This is the beautiful scale-model of an LMS ‘Patriot’. Note the film’s title spelled out in letters in front of the model.
The model is being worked on
The frontage to Nottingham Victoria station with plenty of period motor cars. The tram is passing behind the centre pillar of the three.
Robinson C4 Class 4-4-2 No.5261 arrives into Nottingham Victoria
Robinson C4 No.5266 stands in the platform
This is the shot of ‘Black Five’ No.5158 leaving the station, significant because it ties the date of the film down to 1935/36.

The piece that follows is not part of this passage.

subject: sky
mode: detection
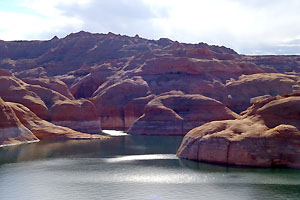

Although the footage of the trains is poor and grainy, the rarity of the images is unsurpassed. This is a shot of an express passing through a cutting in the hands of an ex-GCR tender loco.
This is one of a number of shots taken of trains passing across an embankment, said to be in the Bulwell area. The loco is Ivatt C1 Class 4-4-2 No.4422 (is there any other loco whose number nearly matches its wheel arrangement!?)
This does not look like much of a shot but it is in fact an extremely rare glimpse of one of the six B2 Class 4-6-0s No.5425 City of Manchester. In the film, the locomotive is actually tracked for some distance as it crosses the viaduct.
The last shot is a going-away view of another train possibly in the hands of another C2.